Voting rights and partisan gerrymandering, traditionally the preoccupation of wonky party strategists and good-government groups, have become major flash points in the debate about the integrity of American elections, signaling high stakes battles over voter suppression and politically engineered districts ahead of the 2020 presidential race. When Democrats take the majority in the House on Thursday, the first bill they plan to introduce will be broad legislation focusing on these issues. Early drafts of their proposals include automatic voter registration, public elections financing and ending gerrymandering by using independent commissions to draw voting districts. But action and anger go far beyond Congress. With voters increasingly aware of the powerful impact of gerrymandering and doubtful about the fairness of elections, voting issues have become central to politics in key states including Florida, Georgia, Michigan, North Carolina, Pennsylvania and Wisconsin.
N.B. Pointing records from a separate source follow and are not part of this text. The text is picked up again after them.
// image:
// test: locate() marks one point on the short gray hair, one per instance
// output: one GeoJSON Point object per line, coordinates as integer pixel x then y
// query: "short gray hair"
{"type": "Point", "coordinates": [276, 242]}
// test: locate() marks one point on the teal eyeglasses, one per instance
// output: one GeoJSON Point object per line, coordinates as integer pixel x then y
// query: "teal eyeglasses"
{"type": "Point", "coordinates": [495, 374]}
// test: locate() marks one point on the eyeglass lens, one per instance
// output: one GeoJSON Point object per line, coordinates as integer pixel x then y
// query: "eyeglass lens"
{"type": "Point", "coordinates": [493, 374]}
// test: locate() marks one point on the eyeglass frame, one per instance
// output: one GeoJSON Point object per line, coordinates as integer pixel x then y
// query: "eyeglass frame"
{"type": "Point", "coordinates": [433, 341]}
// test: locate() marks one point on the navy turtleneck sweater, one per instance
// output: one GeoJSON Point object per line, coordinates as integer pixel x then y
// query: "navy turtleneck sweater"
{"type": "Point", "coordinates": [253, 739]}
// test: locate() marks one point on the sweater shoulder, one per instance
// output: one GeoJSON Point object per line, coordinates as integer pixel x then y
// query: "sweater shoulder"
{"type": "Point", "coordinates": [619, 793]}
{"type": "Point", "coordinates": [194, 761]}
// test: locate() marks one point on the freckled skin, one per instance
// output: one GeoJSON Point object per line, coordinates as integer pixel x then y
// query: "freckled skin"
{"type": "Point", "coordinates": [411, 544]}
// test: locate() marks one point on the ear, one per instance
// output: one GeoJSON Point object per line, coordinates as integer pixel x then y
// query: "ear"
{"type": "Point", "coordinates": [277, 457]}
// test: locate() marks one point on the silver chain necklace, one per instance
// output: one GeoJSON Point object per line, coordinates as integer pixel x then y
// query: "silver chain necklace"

Questions about the health of American democracy are being raised in areas once thought to be wholly nonpartisan, as reflected in a court battle over whether the Trump administration is trying to use a question about citizenship on the 2020 census to undercount Democratic constituencies and limit their political clout.
Voters in five states last year passed ballot questions shifting the power to draw political districts away from partisan lawmakers.
In widely criticized lame-duck sessions of the Wisconsin and Michigan Legislatures, Republicans raced to strip powers from new Democratic governors, partly to protect their ability to gerrymander after the 2020 census.